According to the citation for the prize, Mott was selected for “his widely acclaimed scholarship on one of the most important eras in American literature, his efforts to inspire and challenge students at WPI through his innovative teaching and project advising, and his dedicated service to his profession and society.”
“I have received honors from the Emerson and Thoreau societies, but there is nothing like being honored by your colleagues.” – Wes Mott
Mott has edited and published works on Emerson and in 1989 he founded the Ralph Waldo Emerson Society. He launched the society’s newsletter,Emerson Society Papers, which he published for 20 years at WPI.

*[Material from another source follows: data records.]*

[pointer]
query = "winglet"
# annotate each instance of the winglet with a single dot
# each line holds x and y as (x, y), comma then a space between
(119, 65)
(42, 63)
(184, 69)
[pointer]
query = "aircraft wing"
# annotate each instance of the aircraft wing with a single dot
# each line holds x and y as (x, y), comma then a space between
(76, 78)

In his scholarship, Mott, who received WPI Board of Trustees’ Award for Outstanding Research and Creative Scholarship in 1993, has ranged beyond Emerson, publishing papers and books on Thoreau, Hawthorne, Melville, and other writers whose work constituted the American Renaissance. His work has won him praise and recognition, including the Thoreau Society’s Walter Harding Distinguished Service Award.

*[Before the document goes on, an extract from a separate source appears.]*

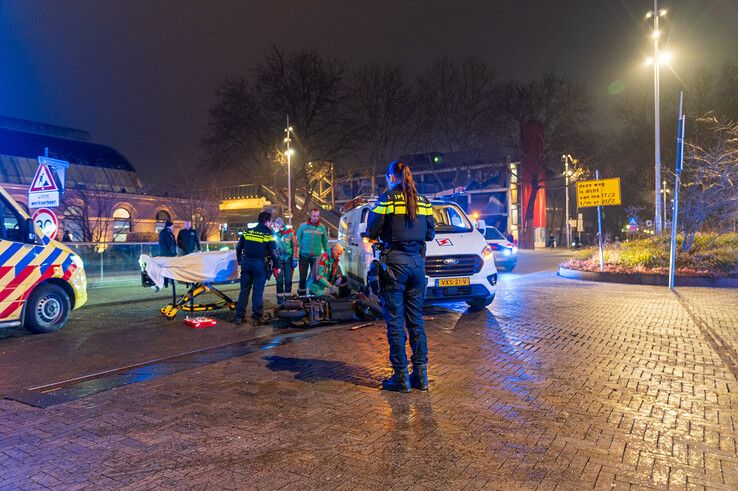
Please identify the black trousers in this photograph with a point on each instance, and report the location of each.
(306, 267)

In the classroom, Mott has enjoyed bringing the Transcendentalists to life for his students.
“The Transcendentalists have a reputation for being remote and abstract. But no one is easier to teach to [young people],” says Mott. “The questions they ask are the same we ask in every generation: Who are we? Why are we here?”

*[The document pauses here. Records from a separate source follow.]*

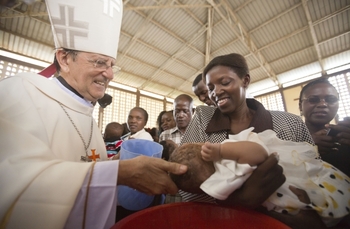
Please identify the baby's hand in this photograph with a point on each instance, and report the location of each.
(211, 151)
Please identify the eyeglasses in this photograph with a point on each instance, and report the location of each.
(317, 100)
(102, 65)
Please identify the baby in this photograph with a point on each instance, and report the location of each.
(234, 160)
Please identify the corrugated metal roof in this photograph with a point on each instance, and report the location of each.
(165, 44)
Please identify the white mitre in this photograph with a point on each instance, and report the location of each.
(86, 25)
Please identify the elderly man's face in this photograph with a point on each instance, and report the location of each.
(88, 73)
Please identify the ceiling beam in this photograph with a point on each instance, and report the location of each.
(244, 36)
(158, 50)
(166, 6)
(209, 35)
(176, 55)
(314, 37)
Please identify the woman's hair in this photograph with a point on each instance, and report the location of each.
(235, 61)
(312, 83)
(198, 169)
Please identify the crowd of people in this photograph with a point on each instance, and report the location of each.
(51, 171)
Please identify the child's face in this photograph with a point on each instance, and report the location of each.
(113, 132)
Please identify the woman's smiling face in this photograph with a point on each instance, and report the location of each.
(226, 88)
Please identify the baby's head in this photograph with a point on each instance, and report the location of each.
(113, 132)
(168, 148)
(198, 169)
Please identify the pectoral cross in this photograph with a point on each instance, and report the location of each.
(94, 156)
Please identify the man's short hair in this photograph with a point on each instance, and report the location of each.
(198, 79)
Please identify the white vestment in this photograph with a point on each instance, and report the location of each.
(40, 167)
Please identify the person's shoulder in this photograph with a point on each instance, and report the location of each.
(284, 115)
(203, 110)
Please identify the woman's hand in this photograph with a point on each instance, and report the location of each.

Mott says Thoreau lends himself particularly well to career-minded engineering students
“It’s actually easy to teach him, because he was a civil engineer,” surveying and mapping the area of Walden Pond. He was also a chemical engineer, using plumbago, a naturally occurring soft carbon, in his family’s pencil-making business, as well a mechanical engineer, because he also made the pencils, says Mott.
“I think Thoreau works very well for engineer students,” he says, adding that he might not have explored that aspect of Thoreau’s life had he not come to teach at WPI.
With WPI’s proximity to Walden Pond and Mott’s position as advisor to Omicron Iota, WPI’s chapter of the Alpha Phi Omega national service fraternity, he has been able to offer IQPs and Independent Study/Projects to students that blend literature and history with environmentalism and civil engineering, focused on efforts to save Thoreau’s Walden Woods from development.
“Working with the students to build toward the success of that project has been especially satisfying to me,” he says.
The tradition of awarding the Chairman’s Exemplary Faculty Prize was established in 2007 through the personal philanthropy of Donald K. Peterson ’71, then chairman of the WPI Board of Trustees. It was continued this year by current board chairman Philip B. Ryan ’65.